Il nous dit que de l’argent a été libéré au niveau du coût du foncier. Cela signifie que lorsqu’on est capable d’augmenter, au nom de la loi du marché, de 30 %, en quelques années le prix des loyers, on doit être aussi capable de libérer ces mêmes 30 % pour atteindre les objectifs qu’on se fixe.

Derrière tout cela, il n’y a pas que des questions financières, mais le mal-vivre de certains. Je suis député de province. Certains jeunes de ma circonscription viennent habiter Paris, et je suis effaré de constater qu’il est impossible d’y trouver un logement social. Ma propre fille paie très cher moins de 30 mètres carrés sans aucune isolation !

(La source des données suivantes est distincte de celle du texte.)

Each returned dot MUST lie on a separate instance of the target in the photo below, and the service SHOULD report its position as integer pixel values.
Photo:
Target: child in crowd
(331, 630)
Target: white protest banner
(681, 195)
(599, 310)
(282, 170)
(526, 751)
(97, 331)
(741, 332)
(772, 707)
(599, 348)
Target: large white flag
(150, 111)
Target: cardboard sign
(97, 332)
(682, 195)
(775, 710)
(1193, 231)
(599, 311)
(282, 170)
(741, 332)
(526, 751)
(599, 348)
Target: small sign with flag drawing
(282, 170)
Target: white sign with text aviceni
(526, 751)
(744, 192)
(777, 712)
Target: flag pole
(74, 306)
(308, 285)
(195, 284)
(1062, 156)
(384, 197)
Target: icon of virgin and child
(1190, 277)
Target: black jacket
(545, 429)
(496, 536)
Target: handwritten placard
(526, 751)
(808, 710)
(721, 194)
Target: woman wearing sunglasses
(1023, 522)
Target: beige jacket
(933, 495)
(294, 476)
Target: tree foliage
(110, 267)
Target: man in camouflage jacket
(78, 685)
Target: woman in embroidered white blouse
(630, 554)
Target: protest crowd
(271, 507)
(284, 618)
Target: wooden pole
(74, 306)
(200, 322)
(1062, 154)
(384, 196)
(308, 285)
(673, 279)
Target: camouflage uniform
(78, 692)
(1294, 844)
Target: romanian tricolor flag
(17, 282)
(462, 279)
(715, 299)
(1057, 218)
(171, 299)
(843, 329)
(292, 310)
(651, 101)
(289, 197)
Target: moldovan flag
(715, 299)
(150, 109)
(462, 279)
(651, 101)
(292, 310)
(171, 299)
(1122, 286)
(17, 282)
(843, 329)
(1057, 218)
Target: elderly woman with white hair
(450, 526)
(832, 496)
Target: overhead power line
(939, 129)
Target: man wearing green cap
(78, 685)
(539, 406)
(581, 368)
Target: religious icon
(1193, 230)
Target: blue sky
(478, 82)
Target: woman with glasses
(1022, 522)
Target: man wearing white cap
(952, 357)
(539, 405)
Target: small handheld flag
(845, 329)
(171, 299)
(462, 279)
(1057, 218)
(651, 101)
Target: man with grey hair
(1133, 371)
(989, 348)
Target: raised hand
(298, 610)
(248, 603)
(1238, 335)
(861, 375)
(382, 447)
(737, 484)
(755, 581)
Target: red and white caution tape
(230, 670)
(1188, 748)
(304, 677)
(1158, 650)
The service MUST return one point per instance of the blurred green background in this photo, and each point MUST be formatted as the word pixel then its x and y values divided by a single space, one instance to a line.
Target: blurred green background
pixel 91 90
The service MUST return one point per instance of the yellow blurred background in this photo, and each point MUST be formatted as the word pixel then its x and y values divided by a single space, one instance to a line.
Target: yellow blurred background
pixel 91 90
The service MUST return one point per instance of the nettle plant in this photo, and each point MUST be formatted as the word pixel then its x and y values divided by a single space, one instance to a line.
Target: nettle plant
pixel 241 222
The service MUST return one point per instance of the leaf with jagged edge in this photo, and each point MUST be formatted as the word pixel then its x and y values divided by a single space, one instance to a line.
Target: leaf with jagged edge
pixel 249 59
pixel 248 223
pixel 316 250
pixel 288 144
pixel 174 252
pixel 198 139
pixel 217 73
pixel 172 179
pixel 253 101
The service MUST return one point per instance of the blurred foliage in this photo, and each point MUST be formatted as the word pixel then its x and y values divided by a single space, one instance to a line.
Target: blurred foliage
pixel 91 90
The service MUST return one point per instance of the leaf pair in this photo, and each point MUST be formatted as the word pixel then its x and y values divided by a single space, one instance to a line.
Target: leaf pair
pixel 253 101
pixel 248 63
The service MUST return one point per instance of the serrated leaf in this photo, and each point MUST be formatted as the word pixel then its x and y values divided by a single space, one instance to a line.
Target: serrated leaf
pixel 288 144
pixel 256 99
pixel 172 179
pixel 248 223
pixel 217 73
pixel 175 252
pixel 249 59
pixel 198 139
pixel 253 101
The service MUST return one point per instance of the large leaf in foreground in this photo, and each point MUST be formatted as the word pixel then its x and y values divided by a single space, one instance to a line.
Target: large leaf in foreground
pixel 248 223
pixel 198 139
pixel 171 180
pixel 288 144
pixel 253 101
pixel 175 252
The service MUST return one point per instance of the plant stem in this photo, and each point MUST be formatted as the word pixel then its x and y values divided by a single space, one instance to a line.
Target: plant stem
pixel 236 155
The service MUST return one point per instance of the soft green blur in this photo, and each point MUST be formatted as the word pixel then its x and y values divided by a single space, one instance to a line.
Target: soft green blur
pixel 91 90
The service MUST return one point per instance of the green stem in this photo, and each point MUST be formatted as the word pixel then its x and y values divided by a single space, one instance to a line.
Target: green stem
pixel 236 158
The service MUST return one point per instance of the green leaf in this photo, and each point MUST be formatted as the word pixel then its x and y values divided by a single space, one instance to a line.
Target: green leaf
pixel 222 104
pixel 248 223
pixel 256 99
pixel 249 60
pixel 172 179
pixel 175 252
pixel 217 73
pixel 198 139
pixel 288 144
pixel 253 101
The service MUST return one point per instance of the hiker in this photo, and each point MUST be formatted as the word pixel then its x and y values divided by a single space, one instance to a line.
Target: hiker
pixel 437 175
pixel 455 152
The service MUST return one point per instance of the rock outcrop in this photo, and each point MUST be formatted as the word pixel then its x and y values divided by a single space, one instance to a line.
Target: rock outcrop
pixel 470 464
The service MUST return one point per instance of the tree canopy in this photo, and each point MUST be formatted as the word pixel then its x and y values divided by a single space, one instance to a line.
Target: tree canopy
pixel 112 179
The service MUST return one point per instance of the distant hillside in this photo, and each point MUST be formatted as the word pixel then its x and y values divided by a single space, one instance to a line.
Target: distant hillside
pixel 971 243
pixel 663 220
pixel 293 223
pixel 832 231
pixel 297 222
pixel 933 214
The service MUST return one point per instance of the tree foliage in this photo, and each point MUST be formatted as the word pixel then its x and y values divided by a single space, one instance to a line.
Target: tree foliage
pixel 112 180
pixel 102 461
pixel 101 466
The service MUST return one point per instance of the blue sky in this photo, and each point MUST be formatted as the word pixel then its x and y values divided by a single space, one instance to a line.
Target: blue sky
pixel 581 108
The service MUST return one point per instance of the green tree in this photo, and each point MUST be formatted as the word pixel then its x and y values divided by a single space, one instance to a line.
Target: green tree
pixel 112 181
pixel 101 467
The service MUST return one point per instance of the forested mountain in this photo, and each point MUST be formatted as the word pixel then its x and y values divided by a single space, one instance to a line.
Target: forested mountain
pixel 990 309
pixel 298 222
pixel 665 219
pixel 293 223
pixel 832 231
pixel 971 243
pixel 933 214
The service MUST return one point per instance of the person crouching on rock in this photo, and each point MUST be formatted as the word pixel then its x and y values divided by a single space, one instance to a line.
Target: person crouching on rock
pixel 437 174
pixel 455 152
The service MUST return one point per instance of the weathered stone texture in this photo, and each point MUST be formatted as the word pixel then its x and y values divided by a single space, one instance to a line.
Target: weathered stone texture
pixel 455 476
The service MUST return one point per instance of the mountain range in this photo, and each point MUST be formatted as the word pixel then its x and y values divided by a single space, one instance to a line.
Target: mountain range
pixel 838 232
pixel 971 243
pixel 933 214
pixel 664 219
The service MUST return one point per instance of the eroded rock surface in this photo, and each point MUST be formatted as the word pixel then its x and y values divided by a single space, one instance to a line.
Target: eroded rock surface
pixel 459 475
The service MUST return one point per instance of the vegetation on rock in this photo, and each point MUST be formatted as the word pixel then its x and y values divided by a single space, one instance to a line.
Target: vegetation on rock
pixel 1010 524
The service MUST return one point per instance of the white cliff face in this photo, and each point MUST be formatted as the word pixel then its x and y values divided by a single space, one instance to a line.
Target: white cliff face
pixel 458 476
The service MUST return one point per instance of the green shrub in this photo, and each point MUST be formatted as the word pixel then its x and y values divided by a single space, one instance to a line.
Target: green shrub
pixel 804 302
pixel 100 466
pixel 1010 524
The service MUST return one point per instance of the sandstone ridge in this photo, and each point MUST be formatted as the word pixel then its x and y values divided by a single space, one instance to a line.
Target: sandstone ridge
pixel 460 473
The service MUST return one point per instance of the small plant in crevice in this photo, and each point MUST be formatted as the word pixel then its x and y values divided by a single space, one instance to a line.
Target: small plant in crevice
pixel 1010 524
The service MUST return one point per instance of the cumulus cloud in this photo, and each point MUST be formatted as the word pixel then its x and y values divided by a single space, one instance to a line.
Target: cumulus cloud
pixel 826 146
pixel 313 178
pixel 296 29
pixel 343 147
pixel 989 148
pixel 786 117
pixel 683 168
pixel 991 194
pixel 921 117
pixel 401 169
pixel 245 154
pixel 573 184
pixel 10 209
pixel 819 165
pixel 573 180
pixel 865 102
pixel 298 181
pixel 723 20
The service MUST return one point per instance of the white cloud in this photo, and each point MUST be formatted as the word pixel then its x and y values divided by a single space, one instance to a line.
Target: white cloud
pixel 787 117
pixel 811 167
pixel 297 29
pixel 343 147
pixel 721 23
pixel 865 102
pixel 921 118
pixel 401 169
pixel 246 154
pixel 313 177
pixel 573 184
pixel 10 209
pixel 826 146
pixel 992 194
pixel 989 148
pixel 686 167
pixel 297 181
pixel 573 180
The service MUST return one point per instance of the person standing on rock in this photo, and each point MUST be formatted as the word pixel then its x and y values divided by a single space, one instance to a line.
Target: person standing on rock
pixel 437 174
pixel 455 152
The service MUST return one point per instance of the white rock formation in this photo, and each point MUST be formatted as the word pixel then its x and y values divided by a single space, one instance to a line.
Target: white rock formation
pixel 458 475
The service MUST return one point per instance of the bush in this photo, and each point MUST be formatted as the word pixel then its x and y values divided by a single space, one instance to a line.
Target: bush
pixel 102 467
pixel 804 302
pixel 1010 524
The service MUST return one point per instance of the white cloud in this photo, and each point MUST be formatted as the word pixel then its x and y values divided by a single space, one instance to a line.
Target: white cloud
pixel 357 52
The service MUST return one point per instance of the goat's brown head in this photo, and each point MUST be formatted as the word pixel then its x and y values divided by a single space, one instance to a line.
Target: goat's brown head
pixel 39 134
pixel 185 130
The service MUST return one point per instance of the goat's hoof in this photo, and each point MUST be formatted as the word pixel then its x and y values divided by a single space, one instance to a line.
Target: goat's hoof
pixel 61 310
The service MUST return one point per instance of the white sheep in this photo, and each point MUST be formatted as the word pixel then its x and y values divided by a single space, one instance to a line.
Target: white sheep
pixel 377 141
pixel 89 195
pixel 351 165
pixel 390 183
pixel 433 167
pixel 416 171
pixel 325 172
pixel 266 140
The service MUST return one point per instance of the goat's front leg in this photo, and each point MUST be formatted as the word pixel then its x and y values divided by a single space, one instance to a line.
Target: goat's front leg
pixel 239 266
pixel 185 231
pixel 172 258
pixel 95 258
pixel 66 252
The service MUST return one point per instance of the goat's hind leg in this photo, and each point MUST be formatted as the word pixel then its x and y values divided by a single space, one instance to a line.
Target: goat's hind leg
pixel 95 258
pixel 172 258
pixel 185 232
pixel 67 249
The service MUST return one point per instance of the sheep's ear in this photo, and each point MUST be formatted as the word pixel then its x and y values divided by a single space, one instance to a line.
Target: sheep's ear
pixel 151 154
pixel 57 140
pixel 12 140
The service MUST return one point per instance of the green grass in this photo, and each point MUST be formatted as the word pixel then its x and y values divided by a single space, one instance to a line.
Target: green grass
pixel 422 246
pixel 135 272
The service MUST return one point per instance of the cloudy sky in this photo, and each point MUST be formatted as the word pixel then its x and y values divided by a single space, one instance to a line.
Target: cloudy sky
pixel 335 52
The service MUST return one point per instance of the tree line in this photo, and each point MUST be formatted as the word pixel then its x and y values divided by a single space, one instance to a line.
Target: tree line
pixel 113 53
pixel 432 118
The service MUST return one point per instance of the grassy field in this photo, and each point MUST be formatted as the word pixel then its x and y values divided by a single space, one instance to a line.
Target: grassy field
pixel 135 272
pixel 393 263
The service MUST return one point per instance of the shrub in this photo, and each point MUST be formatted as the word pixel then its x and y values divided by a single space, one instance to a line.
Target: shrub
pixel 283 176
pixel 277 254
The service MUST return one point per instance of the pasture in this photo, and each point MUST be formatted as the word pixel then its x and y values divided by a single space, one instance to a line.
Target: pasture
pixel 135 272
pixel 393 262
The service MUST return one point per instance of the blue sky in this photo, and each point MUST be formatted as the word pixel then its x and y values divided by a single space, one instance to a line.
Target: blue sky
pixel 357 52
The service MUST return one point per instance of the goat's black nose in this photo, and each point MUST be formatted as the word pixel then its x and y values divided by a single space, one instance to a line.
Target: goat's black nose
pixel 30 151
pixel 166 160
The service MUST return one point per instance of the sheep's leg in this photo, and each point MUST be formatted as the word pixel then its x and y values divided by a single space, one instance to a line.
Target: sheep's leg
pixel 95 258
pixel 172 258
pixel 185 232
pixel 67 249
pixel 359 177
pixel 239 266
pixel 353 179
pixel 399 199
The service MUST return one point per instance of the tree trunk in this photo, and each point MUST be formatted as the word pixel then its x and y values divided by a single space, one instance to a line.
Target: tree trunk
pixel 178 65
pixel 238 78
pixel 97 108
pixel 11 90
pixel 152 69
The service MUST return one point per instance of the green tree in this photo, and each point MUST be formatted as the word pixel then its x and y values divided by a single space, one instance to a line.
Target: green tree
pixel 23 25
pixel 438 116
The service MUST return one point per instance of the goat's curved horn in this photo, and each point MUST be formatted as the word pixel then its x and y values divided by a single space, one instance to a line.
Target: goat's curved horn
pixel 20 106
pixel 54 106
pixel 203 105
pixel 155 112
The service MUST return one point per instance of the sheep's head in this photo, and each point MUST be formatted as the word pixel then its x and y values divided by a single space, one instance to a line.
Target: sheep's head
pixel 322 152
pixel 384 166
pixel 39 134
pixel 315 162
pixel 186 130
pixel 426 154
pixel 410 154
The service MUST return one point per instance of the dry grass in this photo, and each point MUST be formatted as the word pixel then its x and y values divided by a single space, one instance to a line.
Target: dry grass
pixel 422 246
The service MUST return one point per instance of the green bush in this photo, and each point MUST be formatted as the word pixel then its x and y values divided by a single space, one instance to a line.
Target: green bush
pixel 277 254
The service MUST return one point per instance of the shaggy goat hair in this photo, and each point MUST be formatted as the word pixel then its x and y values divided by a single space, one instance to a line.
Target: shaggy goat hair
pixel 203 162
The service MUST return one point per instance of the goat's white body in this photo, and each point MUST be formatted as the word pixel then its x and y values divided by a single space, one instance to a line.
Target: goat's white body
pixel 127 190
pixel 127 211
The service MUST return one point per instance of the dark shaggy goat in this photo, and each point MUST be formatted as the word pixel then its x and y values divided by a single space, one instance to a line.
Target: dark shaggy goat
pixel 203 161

Il serait bien de mettre face à face tous les avantages fiscaux qui peuvent être apportés en cas d’investissement locatif et le mépris inacceptable que l’on a pour tous ceux qui se trouvent dans ces logements. On leur impose des contraintes terribles pour pouvoir louer et des prix à vomir, alors qu’en face aucune contrainte n’est posée, au nom de la liberté du marché ! J’y vois un problème de fond qu’il s’agit de dénoncer. Il ne faut pas s’enfermer dans des approches uniquement techniques, au risque de passer à côté de l’essentiel.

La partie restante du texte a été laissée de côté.